Alma hatte ihr schon als Kind immer wieder einmal ein Ei zugesteckt oder eine Münze für die feinen Zuckerwaren am Rand des Platzes gegeben. Inzwischen war sie eine kleine, krumme Frau ohne Zähne, die es sich nicht nehmen ließ, auf dem Markt an ihrem inzwischen kleinen Stand zu sitzen und mehr zu schwatzen als zu verkaufen. Alma schob sofort ihre tropfende Nase über das Gesicht des Babys und brabbelte in hohen Tönen, was kaum eine Reaktion bei dem Kind auslöste. Aber die Alte strahlte und tätschelte wohlwollend die Schulter der jungen Mutter.
"Das hast du gut gemacht, Lucie, auch wenn es kein Junge geworden ist. Sie wird einmal ein hübsches Kind." prophezeite Alma zufrieden und sackte auf ihrem Schemel zusammen.
"Aber mit den Leuten, die dein Mann in sein Haus gelassen hat, war er nicht so schlau." Sie hob ihren knorrigen Finger und bemerkte nicht das Stirnrunzeln, das bei Lucie auftrat.
"Warum sagst du das, Alma?" fragte sie nun. Ihr Magen zog sich zusammen. Stimmten ihre eigenen Ahnungen also doch?
"Hast du das noch nicht gehört?" zeterte Alma nun mit missbilligendem Schnaufen. Da Lucie den Kopf schüttelte, berichtete Alma nur zu gerne.
"Bauer Hinnerk hat es schon gehört und jetzt auch mein Frederic!"
"Was hat er gehört?" Lucie zügelte nur mühsam ihre Ungeduld. Alma puhlte sichtbar mit ihrer Zunge in der Wange herum, bevor sie weiter sprach.
"Wenn man früh morgens auf seine Felder geht, hört man seltsame Geräusche aus dem Haus. Hinnerk meinte, dass dort schreckliche Dinge passieren, aber mein Frederic, der sagt, dass sie dort furchtbare Unzucht treiben! Schreie und Stöhnen, fast nur von Frauen. Ich habe es noch nicht gehört, aber es muss grausig sein. Frederic wollte gar nicht mehr weiter gehen, so viel Angst hat er bekommen. Und Hinnerk hat nur gebetet!" Lucie wurde abwechselnd rot und wieder blass. Unzucht? Das konnte nicht sein, denn die Beiden wollten doch heiraten und würden sicher warten. Oder etwa nicht? Warum hatten sie eigentlich nicht schon lange geheiratet? Sie waren nun schon Monate hier! Konnte es wirklich sein, dass diese schöne, blonde Frau unzüchtige Dinge tat? Gütiger Gott… Lucie wollte gar nicht darüber nachdenken, was diese Schreie sonst bedeuten könnten. Aber Alma hatte schon einen Rat bereit.
"Vielleicht beten sie den Teufel an?
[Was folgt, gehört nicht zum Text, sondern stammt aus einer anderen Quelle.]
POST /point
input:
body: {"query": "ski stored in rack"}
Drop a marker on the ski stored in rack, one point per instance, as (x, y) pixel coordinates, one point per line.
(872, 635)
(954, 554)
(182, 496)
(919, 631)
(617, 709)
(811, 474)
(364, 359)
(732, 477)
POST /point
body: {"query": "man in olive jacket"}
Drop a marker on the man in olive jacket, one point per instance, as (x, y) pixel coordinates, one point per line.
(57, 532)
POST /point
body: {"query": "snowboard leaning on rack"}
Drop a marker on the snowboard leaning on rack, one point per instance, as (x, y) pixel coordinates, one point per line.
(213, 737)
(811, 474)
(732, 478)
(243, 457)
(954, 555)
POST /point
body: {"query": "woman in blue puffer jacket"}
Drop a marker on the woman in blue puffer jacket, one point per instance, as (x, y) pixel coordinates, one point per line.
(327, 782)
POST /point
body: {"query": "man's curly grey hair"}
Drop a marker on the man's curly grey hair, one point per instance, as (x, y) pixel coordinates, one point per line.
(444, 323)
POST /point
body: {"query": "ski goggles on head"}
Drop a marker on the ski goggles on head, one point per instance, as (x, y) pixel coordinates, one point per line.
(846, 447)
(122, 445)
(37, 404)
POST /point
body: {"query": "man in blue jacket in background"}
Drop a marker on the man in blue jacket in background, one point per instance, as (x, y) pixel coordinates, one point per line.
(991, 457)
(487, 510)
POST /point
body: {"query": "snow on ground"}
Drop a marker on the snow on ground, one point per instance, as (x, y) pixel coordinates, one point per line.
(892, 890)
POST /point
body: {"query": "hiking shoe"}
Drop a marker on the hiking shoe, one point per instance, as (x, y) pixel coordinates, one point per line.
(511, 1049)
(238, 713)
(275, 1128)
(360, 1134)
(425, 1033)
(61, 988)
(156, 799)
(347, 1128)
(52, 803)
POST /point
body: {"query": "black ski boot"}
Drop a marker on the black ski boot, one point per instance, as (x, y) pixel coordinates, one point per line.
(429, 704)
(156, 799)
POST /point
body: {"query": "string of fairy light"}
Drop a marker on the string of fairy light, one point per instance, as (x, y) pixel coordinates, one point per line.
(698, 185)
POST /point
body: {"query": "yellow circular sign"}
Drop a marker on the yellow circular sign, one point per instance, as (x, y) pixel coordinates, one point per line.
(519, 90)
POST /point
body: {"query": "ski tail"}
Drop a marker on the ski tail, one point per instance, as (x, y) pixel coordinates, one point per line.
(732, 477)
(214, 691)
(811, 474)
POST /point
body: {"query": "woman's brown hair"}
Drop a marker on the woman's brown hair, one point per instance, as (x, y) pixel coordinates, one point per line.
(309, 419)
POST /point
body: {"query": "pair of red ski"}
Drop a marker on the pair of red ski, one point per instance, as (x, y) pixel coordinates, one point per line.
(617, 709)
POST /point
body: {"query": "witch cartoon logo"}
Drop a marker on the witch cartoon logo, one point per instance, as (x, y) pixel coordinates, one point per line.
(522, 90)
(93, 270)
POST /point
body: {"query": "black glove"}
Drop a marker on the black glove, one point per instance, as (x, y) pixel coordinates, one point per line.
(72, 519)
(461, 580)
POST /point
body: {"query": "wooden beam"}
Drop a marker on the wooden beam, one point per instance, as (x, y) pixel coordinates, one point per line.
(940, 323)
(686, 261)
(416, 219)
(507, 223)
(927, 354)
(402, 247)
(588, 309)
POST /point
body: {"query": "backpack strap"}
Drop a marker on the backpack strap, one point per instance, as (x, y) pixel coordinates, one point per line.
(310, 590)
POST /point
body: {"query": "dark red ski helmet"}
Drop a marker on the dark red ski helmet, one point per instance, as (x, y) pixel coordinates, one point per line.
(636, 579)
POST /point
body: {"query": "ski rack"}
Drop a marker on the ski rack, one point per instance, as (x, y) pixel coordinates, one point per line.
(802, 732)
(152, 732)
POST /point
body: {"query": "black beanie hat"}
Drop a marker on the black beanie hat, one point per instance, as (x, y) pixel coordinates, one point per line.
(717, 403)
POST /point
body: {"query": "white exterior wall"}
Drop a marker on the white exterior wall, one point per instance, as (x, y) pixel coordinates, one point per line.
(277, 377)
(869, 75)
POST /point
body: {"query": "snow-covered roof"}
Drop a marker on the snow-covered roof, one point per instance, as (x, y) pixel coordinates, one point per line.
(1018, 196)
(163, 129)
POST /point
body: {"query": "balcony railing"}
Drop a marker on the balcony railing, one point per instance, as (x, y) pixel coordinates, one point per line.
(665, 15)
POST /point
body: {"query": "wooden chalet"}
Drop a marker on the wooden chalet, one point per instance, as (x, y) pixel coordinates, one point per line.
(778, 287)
Man sagt ja, dass manche davon richtig besessen werden! Man sieht die ja auch nie am Tage! Sie scheuen das Licht!" Alma hob den Finger und fixierte Lucies schreckgeweitete Augen. "Hör auf meine Worte! Das ist lichtscheues Gesindel! Wenn das nicht aufhört, verschwinden irgendwann unsere Kinder und Frauen, weil sie frisches, unverdorbenes Fleisch brauchen! Hör auf meine Worte!" Lucie taumelte schockiert zurück und schüttelte den Kopf.
"Sag nicht so etwas! Nicht vor meinem Kind!" keuchte sie. Wie zur Bestätigung begann ihre Tochter zu weinen. Lucie kaufte nichts mehr ein. Beinah hätte sie noch ihre Schubkarre vergessen, so hastig wollte sie zurück in ihr sicheres Heim.

1 Kommentar:

  1. Der Schwager von einer Cousine zweiten Grades der früher mal für meine Nichte die Teppiche gereinigt hat, der kennt jemand der hat ne Freundin und ...

    Ahhh!!

    Aber jetzt ist die Arme völlig verunsichert. Und das Schlimmste ist: Die Gerüchte haben ja auch noch einen wahren Kern.
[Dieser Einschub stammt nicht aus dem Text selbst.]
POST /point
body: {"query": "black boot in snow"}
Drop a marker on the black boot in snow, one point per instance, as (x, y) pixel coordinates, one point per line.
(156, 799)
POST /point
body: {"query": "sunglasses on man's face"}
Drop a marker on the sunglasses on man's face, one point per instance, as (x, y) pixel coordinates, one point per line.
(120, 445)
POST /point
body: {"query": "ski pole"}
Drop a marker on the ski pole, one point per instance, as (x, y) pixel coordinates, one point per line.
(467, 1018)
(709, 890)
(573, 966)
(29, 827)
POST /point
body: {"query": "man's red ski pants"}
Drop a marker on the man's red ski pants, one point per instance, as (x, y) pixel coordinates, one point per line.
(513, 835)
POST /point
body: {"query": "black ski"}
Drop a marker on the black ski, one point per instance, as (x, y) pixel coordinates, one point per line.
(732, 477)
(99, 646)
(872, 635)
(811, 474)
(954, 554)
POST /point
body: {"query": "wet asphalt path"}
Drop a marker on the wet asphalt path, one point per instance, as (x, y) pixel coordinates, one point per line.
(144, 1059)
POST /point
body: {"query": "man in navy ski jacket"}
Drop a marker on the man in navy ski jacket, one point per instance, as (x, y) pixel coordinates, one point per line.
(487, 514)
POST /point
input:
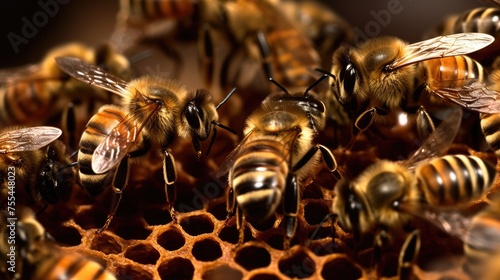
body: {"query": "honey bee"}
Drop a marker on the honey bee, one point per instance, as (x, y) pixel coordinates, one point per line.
(387, 195)
(481, 19)
(152, 113)
(291, 55)
(29, 252)
(278, 152)
(35, 94)
(45, 174)
(386, 74)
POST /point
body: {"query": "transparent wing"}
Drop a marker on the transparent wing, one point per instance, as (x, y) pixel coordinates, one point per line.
(27, 139)
(474, 96)
(121, 139)
(442, 46)
(439, 140)
(92, 75)
(17, 74)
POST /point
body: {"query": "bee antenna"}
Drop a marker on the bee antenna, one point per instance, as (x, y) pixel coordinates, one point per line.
(315, 84)
(279, 85)
(226, 98)
(318, 227)
(323, 71)
(140, 56)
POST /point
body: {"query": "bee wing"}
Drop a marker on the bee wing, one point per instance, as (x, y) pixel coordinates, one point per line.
(228, 162)
(442, 46)
(92, 75)
(474, 96)
(439, 140)
(28, 139)
(452, 221)
(121, 138)
(18, 74)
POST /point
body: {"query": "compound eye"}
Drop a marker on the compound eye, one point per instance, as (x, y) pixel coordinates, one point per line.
(349, 79)
(193, 115)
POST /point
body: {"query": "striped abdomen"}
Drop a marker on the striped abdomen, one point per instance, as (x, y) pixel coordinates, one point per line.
(453, 72)
(159, 9)
(23, 102)
(455, 179)
(490, 125)
(98, 128)
(72, 266)
(258, 177)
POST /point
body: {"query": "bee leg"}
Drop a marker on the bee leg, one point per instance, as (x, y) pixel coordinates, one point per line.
(240, 226)
(170, 176)
(290, 208)
(120, 181)
(364, 121)
(230, 203)
(265, 53)
(68, 124)
(425, 125)
(408, 255)
(206, 57)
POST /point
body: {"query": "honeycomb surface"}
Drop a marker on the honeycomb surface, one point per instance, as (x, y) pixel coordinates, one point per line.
(145, 242)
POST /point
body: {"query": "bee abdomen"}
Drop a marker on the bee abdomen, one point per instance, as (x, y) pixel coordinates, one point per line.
(258, 178)
(455, 179)
(158, 9)
(490, 124)
(98, 128)
(74, 266)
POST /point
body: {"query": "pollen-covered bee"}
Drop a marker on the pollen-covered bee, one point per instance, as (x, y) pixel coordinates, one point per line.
(292, 55)
(34, 166)
(29, 252)
(278, 152)
(387, 195)
(152, 113)
(385, 74)
(36, 94)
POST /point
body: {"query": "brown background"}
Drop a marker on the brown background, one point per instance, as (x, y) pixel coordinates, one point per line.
(92, 21)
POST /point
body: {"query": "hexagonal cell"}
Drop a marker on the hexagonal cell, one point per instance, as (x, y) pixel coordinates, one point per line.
(105, 243)
(264, 276)
(297, 265)
(90, 218)
(156, 216)
(171, 239)
(206, 250)
(142, 253)
(315, 212)
(222, 272)
(176, 269)
(340, 268)
(218, 210)
(196, 225)
(230, 234)
(131, 229)
(65, 235)
(132, 272)
(252, 257)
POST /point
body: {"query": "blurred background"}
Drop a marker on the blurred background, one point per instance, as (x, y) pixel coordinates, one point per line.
(92, 22)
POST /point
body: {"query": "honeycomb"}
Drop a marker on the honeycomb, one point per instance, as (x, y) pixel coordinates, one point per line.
(145, 242)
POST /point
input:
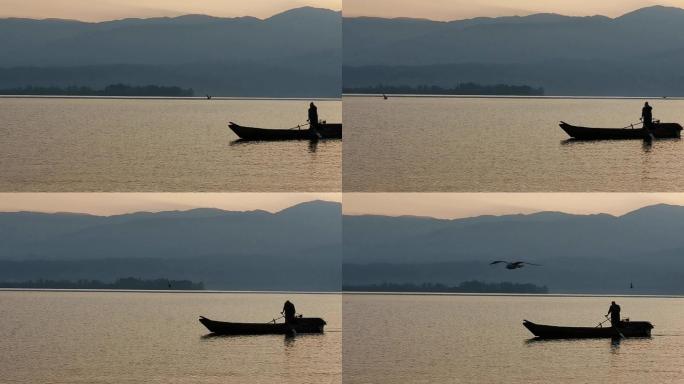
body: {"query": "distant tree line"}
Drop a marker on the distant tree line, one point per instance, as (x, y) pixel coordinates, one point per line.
(465, 287)
(460, 89)
(123, 283)
(110, 90)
    Das ist wohl immer das Problem, welches Vampire haben. Noch gibt es keine Anonymität der Großstädte, wo man behaupten kann man sei ein Schichtarbeiter und die Nachbarn sich niht drum scheren.

    Das Gerücht ist in der Wlet und wächst und gedeiht. Wo mag das hinführen?

    Ich befürchte die drei werden sich zeitnah ein neues Quartier suchen müssen.